Anyone who advises that this is not significant, that a cat should go (and probably die as a result) needs to think long and hard about what kind of behaviour they'd be prepared to overlook for thé sake of having a male of the species in their life.

Not having a pop, but please think before you contradict a whole thread of responses? The clues are there.

DollyWhite · 14/07/2013 17:12

I thought you were going to say he was allergic and suffering badly.

Your poor cat shouldn't have had to live outside. What an unpleasant man.

DollyWhite · 14/07/2013 17:12

Yes. Big red flags all round. I'd be rethinking my relationship with him.

PeanutPatty · 14/07/2013 17:50

So many issues and flags waving in the breeze here.

Walk away now, whilst you can.

defineme · 14/07/2013 17:59

My dh isn't keen on cats, but he remembers to feed them, picks up the birds they bring in that I can't, strokes them when they come looking-even though one still bites him.

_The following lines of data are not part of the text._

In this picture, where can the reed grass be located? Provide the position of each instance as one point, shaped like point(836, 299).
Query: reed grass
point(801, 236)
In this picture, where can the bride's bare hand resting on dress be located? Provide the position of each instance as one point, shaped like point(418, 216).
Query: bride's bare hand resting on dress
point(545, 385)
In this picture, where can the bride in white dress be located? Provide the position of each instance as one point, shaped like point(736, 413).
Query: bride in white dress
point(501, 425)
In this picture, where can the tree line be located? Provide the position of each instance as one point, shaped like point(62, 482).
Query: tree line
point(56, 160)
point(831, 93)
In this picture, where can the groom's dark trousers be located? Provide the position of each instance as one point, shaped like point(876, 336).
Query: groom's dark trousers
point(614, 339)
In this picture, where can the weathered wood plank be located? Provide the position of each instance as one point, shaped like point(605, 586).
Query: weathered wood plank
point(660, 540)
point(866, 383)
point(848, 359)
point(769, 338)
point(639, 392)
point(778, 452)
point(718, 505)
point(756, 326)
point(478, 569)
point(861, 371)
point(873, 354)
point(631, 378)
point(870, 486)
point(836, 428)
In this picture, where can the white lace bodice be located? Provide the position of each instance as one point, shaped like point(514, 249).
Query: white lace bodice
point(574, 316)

sarahtigh · 14/07/2013 19:16

the cat wins and I do not like cats myself

we have no pets i could go for a dog but not a cat DH knows I do not like cats I would be very annoyed if he turned up with one without consulting in that case i think asking for rehoming is reasonable; my MIL has a cat when she was in hospital i went to her flat every day to feed it etc

the only case I can think of when rehoming should be OK is if you moved in together and then it turned out that the OP was allergic to cats then I would think it was mean to expect them to put up with the allergy symptoms/side-effects rather than removing the source

you had the cat before relationship started, it was not like you went out and got a cat expecting him to like it

BatwingsAndButterflies · 14/07/2013 20:32

Cat stays, no contest.

SelectAUserName · 14/07/2013 20:59

Ditto, ditto, ditto what everyone else says about this controlling man. Pick up the cat, run and don't look back.

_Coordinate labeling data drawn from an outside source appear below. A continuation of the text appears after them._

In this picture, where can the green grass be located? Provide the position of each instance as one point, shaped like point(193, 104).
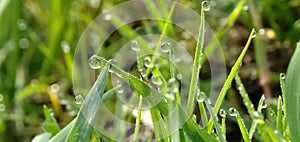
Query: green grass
point(37, 102)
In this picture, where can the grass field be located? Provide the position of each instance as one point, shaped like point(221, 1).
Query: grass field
point(149, 70)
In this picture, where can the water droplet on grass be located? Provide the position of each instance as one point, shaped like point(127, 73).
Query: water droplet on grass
point(112, 62)
point(22, 25)
point(54, 88)
point(95, 62)
point(1, 97)
point(261, 31)
point(282, 76)
point(65, 47)
point(78, 99)
point(173, 83)
point(222, 113)
point(255, 114)
point(148, 62)
point(2, 107)
point(107, 17)
point(24, 43)
point(200, 96)
point(170, 96)
point(254, 34)
point(232, 111)
point(179, 76)
point(156, 80)
point(165, 47)
point(206, 5)
point(135, 45)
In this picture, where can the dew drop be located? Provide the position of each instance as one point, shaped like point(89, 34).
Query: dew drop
point(148, 62)
point(262, 31)
point(120, 91)
point(95, 62)
point(200, 96)
point(222, 113)
point(51, 111)
point(246, 7)
point(107, 17)
point(206, 5)
point(24, 43)
point(264, 105)
point(112, 62)
point(22, 25)
point(232, 111)
point(170, 96)
point(255, 114)
point(78, 99)
point(65, 47)
point(1, 97)
point(174, 85)
point(282, 76)
point(254, 34)
point(135, 112)
point(54, 88)
point(2, 107)
point(143, 73)
point(165, 47)
point(240, 88)
point(156, 80)
point(179, 76)
point(135, 45)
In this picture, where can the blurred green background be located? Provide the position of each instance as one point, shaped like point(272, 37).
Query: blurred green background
point(38, 39)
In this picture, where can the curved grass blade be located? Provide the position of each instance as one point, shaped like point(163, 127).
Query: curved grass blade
point(217, 125)
point(62, 135)
point(229, 79)
point(191, 128)
point(82, 129)
point(279, 119)
point(197, 66)
point(292, 93)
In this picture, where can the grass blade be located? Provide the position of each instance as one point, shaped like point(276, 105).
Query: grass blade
point(197, 66)
point(138, 120)
point(191, 128)
point(90, 107)
point(293, 95)
point(279, 119)
point(230, 77)
point(232, 74)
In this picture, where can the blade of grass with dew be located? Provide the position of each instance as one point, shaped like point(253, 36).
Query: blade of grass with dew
point(261, 104)
point(197, 66)
point(285, 125)
point(246, 100)
point(293, 95)
point(50, 124)
point(279, 119)
point(191, 128)
point(241, 124)
point(138, 119)
point(62, 135)
point(230, 77)
point(242, 127)
point(232, 74)
point(217, 125)
point(82, 129)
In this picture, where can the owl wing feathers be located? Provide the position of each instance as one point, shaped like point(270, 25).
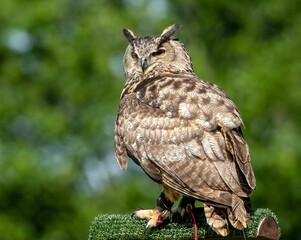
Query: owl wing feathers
point(185, 133)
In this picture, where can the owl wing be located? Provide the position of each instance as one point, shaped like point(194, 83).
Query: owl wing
point(185, 133)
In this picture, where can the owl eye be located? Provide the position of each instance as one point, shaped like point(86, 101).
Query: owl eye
point(134, 55)
point(159, 53)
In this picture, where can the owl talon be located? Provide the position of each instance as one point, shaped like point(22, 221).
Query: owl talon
point(154, 217)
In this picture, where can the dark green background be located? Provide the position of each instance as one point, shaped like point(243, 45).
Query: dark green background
point(60, 82)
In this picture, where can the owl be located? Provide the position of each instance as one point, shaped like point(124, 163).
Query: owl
point(185, 134)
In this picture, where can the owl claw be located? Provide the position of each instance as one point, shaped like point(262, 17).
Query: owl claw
point(153, 217)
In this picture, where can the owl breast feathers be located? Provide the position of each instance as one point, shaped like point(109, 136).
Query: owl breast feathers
point(183, 132)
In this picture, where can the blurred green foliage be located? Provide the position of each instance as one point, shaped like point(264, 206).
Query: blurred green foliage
point(60, 82)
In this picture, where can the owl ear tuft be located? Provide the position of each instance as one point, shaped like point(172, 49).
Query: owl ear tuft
point(168, 32)
point(129, 35)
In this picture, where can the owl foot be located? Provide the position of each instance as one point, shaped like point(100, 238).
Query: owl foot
point(153, 217)
point(182, 208)
point(217, 220)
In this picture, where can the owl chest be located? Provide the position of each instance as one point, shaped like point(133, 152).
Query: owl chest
point(148, 133)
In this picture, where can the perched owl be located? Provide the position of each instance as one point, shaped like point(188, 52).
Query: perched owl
point(185, 133)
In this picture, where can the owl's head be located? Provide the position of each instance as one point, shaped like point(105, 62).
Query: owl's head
point(153, 55)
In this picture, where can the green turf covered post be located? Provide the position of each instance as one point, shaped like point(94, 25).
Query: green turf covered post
point(263, 225)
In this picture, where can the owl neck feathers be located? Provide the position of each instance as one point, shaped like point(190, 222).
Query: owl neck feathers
point(133, 82)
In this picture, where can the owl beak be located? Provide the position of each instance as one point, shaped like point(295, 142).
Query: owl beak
point(144, 63)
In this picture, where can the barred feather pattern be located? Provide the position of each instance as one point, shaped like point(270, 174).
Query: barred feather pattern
point(185, 133)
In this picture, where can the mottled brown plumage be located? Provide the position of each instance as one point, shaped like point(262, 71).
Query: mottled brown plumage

My DH disliked cats, so much as he ever thought about them, before he met me. They were nuisances who messed up gardens. I had two cats when he moved in with me. Within a few weeks they had him wrapped round their little paws. We've never been without a cat since and he would kill with his bare hands anyone who hurt one of our animals. We only have our current cat because when we went to look at a litter of kittens, she fell asleep in his arms so he refused to leave without her.

You can tell A LOT about a man by the way he treats the things you care about, sentient or not.